BEKASI, Kobra Post Online – Satuan Polisi Pamong Praja (Satpol PP) Kabupaten Bekasi melakukan pemanggilan terhadap sejumlah hotel untuk memberikan keterangan sebagai saksi.
Pemanggilan melalui surat resmi yang dikeluarkan Satpol PP pada 13 Juni 2022 itu terkait dugaan perkara pelanggaran di bidang Perda Kabupaten Bekasi Nomor 10 Tahun 2014 tentang Bangunan Gedung dan Sertifikat Laik Fungsi (SLF).
Pembina Tingkat 1 Satpol PP Kabupaten Bekasi, Deni Mulyadi saat dikonfirmasi awak media melalui pesan WhatsApp, membenarkan adanya surat panggilan terhadap sejumlah hotel.
“Ada yang sudah punya dan ada juga yang belum. Bagi yang belum kita sarankan agar berkoordinasi dengan instansi terkait untuk segera mengurus,” terangnya, Senin (8/8).
Dengan adanya surat pemanggilan sejumlah pemimpin hotel itu, salah satu warga Kabupaten Bekasi (A) mempertanyakan terkait Izin Mendirikan Bangunan (IMB) dan SLF Pemerintah Kabupaten (Pemkab) Bekasi.
“Sejatinya pembenahan itu dilakukan Pemda (pemerintah daerah) terlebih dahulu. Sudahkah Pemkab Bekasi memiliki IMB dan SLF,” ucapnya.
Menanggapi hal itu, Deni menyebutkan, bahwa terkait IMB dan SLF milik Pemerintah Kabupaten Bekasi dirinya tidak hafal dan sudah menyempaikan ke dinas terkait. “Saya tidak hafal pak,” jawabnya.

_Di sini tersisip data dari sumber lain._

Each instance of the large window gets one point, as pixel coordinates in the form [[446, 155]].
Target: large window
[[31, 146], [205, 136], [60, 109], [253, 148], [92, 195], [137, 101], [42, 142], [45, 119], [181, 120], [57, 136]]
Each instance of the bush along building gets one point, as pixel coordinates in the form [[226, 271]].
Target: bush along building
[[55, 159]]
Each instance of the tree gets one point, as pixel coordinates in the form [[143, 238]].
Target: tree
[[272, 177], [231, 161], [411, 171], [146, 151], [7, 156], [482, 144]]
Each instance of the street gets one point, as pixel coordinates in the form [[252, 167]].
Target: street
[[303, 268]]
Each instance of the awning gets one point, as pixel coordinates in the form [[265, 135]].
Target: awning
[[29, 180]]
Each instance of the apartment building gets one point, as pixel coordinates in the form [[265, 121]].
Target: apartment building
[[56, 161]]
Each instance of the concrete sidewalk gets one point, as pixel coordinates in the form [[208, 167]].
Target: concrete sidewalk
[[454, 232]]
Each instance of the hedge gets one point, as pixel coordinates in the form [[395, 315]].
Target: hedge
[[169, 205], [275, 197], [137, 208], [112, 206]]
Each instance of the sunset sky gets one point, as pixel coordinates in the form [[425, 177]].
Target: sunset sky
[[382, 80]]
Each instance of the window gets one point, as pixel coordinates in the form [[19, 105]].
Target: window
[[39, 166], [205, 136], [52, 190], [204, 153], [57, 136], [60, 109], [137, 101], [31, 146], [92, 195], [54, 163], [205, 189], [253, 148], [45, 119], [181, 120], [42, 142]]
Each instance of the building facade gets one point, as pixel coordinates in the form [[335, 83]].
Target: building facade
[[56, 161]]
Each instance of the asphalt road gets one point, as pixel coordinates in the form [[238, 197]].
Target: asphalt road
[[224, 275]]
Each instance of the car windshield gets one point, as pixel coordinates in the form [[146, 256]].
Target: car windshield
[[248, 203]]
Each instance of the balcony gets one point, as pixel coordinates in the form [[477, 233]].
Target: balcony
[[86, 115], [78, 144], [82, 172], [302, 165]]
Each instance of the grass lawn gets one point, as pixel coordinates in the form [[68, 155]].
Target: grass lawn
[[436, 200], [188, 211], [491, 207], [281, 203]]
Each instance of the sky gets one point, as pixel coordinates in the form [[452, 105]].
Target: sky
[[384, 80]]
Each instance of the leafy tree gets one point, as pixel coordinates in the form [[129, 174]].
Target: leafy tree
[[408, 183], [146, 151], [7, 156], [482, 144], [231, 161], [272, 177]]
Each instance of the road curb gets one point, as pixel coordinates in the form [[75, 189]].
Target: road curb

Baca juga: Oknum Satpol PP Kecamatan Cikarang Barat Ajak Duel Wartawan
Untuk diketahui, di dalam Peraturan Daerah Kabupaten Bekasi Nomor 10 Tahun 2014 menjelaskan, bahwa penyelenggaraan bangunan gedung harus dilaksanakan secara tertib, sesuai dengan fungsinya, dan memenuhi persyaratan administrasi. Serta teknis bangunan gedung untuk menjamin, keselamatan, keamanan dan kenyamanan bagi penghuni dan lingkungannya.